There are few more interesting places to live and study than the city of Quetzaltenango. Commonly known among Guatemalans by its Quiche name of Xela (Shay-la), the city is situated in a mountain valley at an altitude of 7,500 feet (2,280m), amid spectacular peaks and
volcanoes. Its altitude gives it a perfect climate—daytime high temperatures never exceed 85°F (30°C) or drop below 55°F (13°C). It is the site of nine universities and the home of many of Guatemala's outstanding writers and artists; it prides itself on its reputation as "The Cradle of National Culture."
The city serves as the commercial and cultural center of the vast rural region known as the Altiplano, where Guatemala's indigenous population still carries on subsistence agriculture by methods that predate the Conquest. The majority of the city's population are Maya-Quiche Indians, many of whom still wear their traditional clothing in daily life. Xela has few slums for a city of its size (pop. 125,000).
Despite its many attractions, Xela has not become a center and is not one of the usual stops on the "Gringo Trail". Unlike other cities such as Antigua Guatemala, Guatemala City and San Jose, Costa Rica, there are very few English speakers among Xela's inhabitants—a fact which benefits students of Spanish because it forces them to use the language in every aspect of daily life.

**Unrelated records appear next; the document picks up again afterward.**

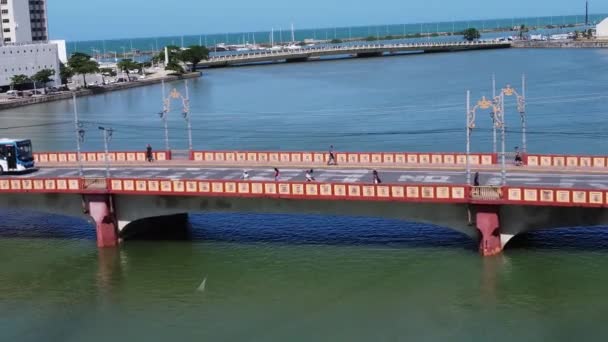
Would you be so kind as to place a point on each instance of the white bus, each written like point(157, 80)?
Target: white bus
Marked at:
point(16, 155)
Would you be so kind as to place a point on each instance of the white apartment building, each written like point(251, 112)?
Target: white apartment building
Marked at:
point(24, 46)
point(23, 21)
point(601, 30)
point(28, 59)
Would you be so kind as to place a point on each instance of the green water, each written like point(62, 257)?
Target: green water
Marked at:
point(68, 291)
point(282, 278)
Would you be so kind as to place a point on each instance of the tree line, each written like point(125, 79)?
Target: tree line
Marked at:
point(82, 64)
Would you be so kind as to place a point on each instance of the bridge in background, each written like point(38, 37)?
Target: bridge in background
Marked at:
point(360, 50)
point(548, 191)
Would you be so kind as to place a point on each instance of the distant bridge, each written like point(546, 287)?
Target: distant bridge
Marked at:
point(360, 50)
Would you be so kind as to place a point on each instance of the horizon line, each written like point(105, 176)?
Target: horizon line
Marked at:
point(325, 28)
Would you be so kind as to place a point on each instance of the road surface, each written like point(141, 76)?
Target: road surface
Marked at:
point(521, 177)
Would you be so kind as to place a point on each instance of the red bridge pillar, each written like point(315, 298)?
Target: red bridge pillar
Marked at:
point(99, 207)
point(488, 223)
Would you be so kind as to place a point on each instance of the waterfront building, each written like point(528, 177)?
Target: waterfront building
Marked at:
point(27, 59)
point(24, 41)
point(23, 21)
point(601, 30)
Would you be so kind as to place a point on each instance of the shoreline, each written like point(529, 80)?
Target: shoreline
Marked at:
point(94, 91)
point(560, 44)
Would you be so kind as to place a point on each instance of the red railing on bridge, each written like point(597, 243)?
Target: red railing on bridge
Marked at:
point(91, 157)
point(300, 158)
point(343, 158)
point(437, 193)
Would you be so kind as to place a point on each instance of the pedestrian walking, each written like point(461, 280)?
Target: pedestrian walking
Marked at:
point(518, 159)
point(332, 156)
point(309, 175)
point(376, 177)
point(149, 156)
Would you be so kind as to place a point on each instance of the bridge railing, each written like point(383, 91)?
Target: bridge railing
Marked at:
point(342, 158)
point(486, 193)
point(435, 193)
point(98, 157)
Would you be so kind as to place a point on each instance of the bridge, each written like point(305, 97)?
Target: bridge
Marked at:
point(547, 191)
point(359, 50)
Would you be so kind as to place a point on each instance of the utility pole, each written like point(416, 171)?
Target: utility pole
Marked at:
point(469, 128)
point(522, 104)
point(186, 103)
point(493, 114)
point(502, 124)
point(107, 135)
point(79, 136)
point(163, 116)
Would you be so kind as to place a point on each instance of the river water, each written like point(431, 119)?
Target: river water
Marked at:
point(302, 278)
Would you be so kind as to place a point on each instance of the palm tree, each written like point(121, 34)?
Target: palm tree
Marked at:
point(126, 65)
point(18, 80)
point(82, 64)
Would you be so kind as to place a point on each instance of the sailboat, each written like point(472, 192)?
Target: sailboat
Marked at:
point(292, 45)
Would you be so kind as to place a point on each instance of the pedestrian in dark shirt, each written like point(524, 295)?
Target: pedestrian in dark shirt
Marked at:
point(332, 156)
point(149, 156)
point(518, 159)
point(376, 177)
point(309, 175)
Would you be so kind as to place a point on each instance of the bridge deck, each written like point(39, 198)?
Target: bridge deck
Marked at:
point(488, 176)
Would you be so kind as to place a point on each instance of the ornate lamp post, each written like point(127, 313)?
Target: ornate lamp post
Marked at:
point(521, 108)
point(79, 135)
point(484, 104)
point(107, 136)
point(176, 95)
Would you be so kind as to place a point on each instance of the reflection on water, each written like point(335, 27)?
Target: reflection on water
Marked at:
point(279, 277)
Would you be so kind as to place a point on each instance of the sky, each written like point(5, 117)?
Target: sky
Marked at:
point(110, 19)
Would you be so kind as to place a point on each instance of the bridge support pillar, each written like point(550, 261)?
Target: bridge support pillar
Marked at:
point(99, 207)
point(488, 223)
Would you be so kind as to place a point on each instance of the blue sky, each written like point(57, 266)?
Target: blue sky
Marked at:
point(107, 19)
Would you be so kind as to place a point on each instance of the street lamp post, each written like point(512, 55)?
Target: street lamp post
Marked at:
point(163, 116)
point(176, 95)
point(521, 108)
point(79, 136)
point(107, 135)
point(186, 114)
point(483, 103)
point(493, 114)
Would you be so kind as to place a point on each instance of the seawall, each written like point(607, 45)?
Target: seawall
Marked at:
point(560, 44)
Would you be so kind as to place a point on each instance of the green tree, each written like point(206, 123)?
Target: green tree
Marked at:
point(471, 34)
point(44, 76)
point(82, 64)
point(174, 52)
point(108, 71)
point(522, 31)
point(65, 72)
point(194, 55)
point(126, 65)
point(18, 80)
point(175, 67)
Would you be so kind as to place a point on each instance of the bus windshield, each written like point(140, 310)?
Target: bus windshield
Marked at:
point(24, 150)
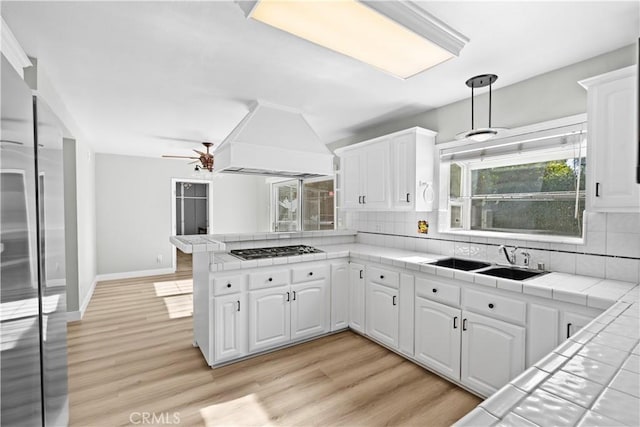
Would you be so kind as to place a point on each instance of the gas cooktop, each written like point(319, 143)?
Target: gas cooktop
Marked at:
point(273, 252)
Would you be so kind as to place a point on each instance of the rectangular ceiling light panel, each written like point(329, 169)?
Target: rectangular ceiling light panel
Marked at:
point(356, 30)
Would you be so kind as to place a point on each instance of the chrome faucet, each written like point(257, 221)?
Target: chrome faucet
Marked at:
point(527, 259)
point(509, 255)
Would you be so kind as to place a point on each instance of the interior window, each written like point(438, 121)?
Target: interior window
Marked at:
point(315, 210)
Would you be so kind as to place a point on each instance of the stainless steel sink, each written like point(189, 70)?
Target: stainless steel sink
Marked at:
point(460, 264)
point(511, 273)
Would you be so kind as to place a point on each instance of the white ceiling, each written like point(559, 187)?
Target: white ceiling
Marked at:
point(136, 75)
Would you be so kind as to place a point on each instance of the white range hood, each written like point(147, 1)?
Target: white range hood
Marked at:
point(276, 141)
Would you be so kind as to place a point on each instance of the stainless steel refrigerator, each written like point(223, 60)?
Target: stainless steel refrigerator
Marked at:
point(33, 353)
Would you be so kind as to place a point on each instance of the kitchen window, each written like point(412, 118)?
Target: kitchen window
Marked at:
point(314, 210)
point(528, 186)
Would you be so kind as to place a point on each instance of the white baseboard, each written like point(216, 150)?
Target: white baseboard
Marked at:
point(134, 274)
point(74, 316)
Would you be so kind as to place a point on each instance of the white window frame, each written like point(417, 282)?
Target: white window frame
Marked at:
point(444, 214)
point(301, 182)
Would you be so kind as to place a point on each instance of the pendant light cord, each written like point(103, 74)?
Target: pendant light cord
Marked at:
point(491, 84)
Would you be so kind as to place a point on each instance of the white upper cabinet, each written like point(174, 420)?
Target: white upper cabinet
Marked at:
point(412, 157)
point(390, 172)
point(612, 141)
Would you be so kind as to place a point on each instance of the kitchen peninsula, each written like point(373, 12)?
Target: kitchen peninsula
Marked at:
point(588, 366)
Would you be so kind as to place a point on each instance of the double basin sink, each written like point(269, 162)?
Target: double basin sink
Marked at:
point(514, 273)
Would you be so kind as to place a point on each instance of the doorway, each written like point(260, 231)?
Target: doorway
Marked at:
point(191, 214)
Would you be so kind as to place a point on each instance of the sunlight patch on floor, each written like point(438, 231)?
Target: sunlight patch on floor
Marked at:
point(244, 411)
point(179, 306)
point(173, 287)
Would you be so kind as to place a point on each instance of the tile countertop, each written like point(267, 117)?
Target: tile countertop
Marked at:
point(592, 379)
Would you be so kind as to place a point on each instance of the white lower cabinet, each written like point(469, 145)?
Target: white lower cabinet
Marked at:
point(288, 313)
point(493, 352)
point(309, 309)
point(356, 297)
point(230, 327)
point(542, 332)
point(437, 337)
point(382, 313)
point(269, 318)
point(339, 296)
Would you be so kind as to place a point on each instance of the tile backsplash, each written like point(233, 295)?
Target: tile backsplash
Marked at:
point(611, 249)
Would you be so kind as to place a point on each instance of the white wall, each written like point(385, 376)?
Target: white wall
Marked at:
point(86, 221)
point(612, 241)
point(133, 205)
point(541, 98)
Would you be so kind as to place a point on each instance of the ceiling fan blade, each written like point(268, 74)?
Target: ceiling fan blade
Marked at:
point(179, 157)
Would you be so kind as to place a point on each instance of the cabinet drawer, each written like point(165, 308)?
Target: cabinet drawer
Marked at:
point(383, 277)
point(228, 284)
point(306, 274)
point(495, 306)
point(268, 279)
point(438, 291)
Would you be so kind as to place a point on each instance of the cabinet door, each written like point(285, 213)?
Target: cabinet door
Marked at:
point(542, 334)
point(382, 314)
point(492, 352)
point(309, 309)
point(572, 323)
point(403, 170)
point(437, 337)
point(269, 318)
point(350, 180)
point(230, 326)
point(375, 175)
point(613, 144)
point(405, 313)
point(339, 296)
point(356, 297)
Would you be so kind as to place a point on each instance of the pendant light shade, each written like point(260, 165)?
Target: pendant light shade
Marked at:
point(480, 134)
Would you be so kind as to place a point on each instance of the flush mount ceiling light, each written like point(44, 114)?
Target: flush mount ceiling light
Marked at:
point(480, 134)
point(396, 37)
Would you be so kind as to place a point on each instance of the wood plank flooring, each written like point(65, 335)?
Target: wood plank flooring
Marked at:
point(131, 357)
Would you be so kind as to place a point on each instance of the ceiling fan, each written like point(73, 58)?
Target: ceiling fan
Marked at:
point(205, 159)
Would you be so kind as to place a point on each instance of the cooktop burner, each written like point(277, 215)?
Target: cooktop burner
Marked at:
point(273, 252)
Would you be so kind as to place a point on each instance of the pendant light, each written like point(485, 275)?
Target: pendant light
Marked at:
point(480, 134)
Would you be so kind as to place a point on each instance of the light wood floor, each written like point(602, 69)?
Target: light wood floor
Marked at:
point(132, 354)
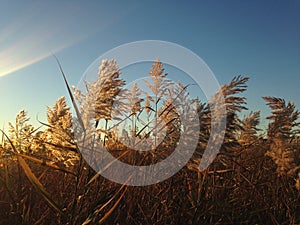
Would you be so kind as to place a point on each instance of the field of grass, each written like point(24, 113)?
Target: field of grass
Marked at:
point(255, 178)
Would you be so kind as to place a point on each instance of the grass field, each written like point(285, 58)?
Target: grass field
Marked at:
point(255, 178)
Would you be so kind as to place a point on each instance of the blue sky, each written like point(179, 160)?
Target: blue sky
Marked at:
point(259, 39)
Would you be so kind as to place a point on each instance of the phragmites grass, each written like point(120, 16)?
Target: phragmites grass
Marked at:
point(281, 132)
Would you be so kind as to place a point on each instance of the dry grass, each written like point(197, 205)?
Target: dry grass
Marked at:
point(253, 180)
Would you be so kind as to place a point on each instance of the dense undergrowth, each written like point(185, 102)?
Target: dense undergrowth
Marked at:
point(255, 178)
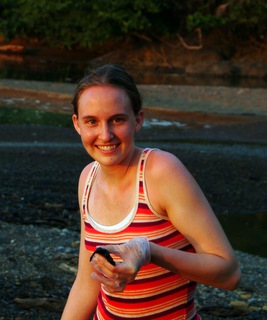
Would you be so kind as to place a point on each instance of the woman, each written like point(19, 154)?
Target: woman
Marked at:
point(145, 208)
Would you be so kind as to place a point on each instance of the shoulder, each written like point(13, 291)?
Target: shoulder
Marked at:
point(160, 163)
point(83, 178)
point(167, 180)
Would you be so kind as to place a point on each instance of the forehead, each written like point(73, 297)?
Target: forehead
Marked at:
point(103, 93)
point(104, 100)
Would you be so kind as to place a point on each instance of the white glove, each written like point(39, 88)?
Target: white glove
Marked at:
point(134, 253)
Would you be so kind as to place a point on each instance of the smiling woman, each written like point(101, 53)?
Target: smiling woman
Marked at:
point(145, 208)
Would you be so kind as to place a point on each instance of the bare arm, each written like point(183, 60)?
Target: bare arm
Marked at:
point(179, 196)
point(83, 296)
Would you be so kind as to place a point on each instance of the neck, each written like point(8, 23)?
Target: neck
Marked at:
point(116, 175)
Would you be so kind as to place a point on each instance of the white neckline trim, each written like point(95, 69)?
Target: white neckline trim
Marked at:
point(128, 219)
point(119, 226)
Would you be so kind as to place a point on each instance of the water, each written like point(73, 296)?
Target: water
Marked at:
point(246, 232)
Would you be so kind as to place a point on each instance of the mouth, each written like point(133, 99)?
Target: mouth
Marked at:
point(108, 148)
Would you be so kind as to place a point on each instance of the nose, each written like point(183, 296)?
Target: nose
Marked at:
point(105, 133)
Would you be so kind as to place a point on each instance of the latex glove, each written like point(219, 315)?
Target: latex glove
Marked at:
point(134, 254)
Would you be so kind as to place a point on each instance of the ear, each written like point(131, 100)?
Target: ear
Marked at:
point(139, 120)
point(76, 123)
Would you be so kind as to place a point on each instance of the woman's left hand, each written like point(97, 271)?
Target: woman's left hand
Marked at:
point(134, 254)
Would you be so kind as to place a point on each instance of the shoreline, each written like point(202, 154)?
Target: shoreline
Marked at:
point(39, 253)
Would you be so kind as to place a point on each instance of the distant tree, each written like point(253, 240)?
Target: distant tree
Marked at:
point(87, 23)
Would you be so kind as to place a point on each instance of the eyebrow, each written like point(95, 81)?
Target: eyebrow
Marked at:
point(113, 116)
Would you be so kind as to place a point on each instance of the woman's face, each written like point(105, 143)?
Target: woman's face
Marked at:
point(106, 124)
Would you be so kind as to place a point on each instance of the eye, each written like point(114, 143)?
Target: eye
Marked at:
point(91, 121)
point(118, 120)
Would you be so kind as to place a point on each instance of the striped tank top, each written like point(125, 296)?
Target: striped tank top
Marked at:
point(156, 293)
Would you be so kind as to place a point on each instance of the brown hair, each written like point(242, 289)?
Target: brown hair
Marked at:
point(109, 74)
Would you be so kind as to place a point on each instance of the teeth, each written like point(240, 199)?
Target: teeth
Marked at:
point(107, 148)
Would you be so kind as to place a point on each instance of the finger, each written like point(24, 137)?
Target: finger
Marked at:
point(111, 285)
point(101, 265)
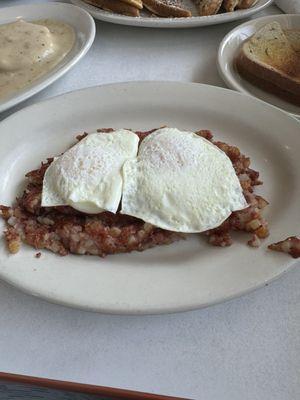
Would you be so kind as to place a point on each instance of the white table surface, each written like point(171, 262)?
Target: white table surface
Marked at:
point(248, 348)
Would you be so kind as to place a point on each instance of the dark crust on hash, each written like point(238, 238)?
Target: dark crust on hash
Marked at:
point(64, 230)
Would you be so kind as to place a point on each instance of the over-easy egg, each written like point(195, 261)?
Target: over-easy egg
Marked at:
point(88, 176)
point(180, 182)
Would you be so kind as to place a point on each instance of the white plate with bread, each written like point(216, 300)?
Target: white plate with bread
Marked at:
point(262, 58)
point(171, 13)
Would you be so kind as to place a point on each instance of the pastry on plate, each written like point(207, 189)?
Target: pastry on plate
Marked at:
point(232, 5)
point(269, 61)
point(208, 7)
point(117, 6)
point(167, 8)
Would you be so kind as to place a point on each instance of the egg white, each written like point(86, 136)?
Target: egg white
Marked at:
point(180, 182)
point(88, 176)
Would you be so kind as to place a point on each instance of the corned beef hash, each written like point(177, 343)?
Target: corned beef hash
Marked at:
point(116, 191)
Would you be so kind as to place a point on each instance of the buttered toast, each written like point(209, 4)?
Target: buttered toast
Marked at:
point(269, 60)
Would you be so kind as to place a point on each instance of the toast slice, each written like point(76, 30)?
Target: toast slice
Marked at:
point(269, 61)
point(232, 5)
point(293, 36)
point(116, 6)
point(166, 8)
point(208, 7)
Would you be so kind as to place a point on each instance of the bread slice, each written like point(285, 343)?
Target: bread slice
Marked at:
point(166, 8)
point(269, 61)
point(116, 6)
point(208, 7)
point(232, 5)
point(293, 36)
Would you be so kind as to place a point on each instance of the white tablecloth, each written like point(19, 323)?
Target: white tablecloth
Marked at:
point(248, 348)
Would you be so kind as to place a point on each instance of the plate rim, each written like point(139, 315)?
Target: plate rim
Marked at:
point(157, 22)
point(228, 78)
point(120, 310)
point(51, 77)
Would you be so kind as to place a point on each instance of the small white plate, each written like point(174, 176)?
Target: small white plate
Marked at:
point(230, 47)
point(185, 275)
point(83, 25)
point(147, 20)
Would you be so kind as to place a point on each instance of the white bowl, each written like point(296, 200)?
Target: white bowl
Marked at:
point(83, 25)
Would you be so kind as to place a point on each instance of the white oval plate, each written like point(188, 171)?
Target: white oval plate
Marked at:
point(155, 22)
point(83, 25)
point(187, 274)
point(229, 49)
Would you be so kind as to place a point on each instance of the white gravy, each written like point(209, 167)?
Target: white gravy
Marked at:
point(29, 50)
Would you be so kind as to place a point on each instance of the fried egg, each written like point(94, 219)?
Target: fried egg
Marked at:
point(88, 176)
point(180, 182)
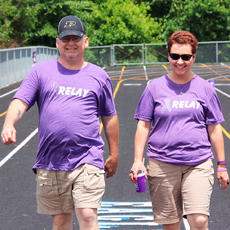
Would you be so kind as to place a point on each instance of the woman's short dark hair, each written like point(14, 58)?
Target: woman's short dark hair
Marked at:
point(183, 37)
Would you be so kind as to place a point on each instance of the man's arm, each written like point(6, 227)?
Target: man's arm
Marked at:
point(217, 141)
point(15, 112)
point(111, 128)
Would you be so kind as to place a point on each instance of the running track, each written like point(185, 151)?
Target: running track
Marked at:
point(122, 207)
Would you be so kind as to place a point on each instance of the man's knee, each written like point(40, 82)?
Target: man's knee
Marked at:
point(62, 220)
point(198, 221)
point(87, 214)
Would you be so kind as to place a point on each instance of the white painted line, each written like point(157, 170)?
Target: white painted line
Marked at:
point(124, 210)
point(18, 147)
point(128, 223)
point(3, 95)
point(130, 84)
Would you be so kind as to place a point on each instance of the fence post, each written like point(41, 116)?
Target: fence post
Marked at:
point(217, 60)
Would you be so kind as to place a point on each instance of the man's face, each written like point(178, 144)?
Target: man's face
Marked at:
point(72, 46)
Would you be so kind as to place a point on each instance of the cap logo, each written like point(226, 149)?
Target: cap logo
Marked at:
point(69, 24)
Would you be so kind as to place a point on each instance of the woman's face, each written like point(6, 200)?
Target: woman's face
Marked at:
point(181, 67)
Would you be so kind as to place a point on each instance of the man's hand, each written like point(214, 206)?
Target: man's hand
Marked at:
point(111, 166)
point(8, 135)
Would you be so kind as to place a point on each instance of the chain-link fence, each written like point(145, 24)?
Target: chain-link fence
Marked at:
point(16, 63)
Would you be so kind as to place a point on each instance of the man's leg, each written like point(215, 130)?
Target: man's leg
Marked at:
point(87, 218)
point(175, 226)
point(198, 221)
point(63, 221)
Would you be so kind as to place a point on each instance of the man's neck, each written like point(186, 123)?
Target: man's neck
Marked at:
point(72, 65)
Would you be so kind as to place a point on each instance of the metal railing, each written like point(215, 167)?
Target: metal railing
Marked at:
point(16, 63)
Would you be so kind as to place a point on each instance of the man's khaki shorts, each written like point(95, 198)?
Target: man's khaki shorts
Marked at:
point(61, 192)
point(178, 191)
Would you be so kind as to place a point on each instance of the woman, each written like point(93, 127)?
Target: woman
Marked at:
point(185, 113)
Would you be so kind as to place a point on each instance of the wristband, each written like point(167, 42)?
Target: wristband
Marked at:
point(221, 170)
point(221, 163)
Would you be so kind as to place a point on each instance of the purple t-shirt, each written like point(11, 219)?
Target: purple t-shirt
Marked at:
point(179, 134)
point(70, 103)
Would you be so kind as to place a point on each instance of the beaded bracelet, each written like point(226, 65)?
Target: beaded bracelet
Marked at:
point(221, 163)
point(221, 170)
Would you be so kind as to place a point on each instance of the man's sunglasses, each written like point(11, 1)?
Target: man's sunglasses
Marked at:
point(184, 57)
point(67, 39)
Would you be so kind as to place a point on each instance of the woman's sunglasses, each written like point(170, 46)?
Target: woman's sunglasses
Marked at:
point(184, 57)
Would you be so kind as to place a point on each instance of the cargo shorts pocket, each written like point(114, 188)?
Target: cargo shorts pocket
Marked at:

Although Xela is still a relatively safe city, some things have changed since Pop Wuj - Spanish School Guatemala was founded in 1992, mainly due to the increase in the number of cars, resulting in more noise and pollution. Nevertheless, Xela remains more of a sprawling town than a typical city. It is the real Guatemala, without the intensity one feels in the capital city of "Guáte." Its architecture is a hodgepodge of adobe, reinforced concrete, and modern steel construction, and it has some very interesting historic neighborhoods (one of which has transformed into a historic district).
There are narrow, winding, hilly streets that contribute to its charm and sense of timelessness. If you study in Xela, you will get to know the country and the surrounding highlands, learn from well-educated teachers, and experience lower prices than you find in other centers Just keep in mind that it is not a lovely, manicured playground, like Antigua, Guatemala or Cuernavaca, Mexico. Quetzaltenango is a place students go to appreciate its unique qualities, and because it is home to some very special people.
A recent Pop Wuj student shared his Xela experience on the Pop Wuj Projects Blog. Read his first-hand account here.
Please note that due to high elevation, the mosquito (Aedes aegypti) that carries Zika as well as dengue fever, chikungunya, yellow fever, and other diseases is NOT present in the city of Xela (officially called Quetzaltenango) nor the highland communities where Pop Wuj runs community projects.
Zika cases have been reported in other parts of Guatemala, and Pop Wuj encourages all students to take safety precautions if they plan to travel to lower elevations during their free time. The U.S. Center for Disease Control (CDC) warns that women who are or may soon be pregnant need to take special precautions and recommends that travelers in areas with Zika take steps to prevent mosquito bites such as wearing long sleeves/pants, using bug spray, and using screens or mosquito nets. Travelers should also remember that Zika can be sexually transmitted.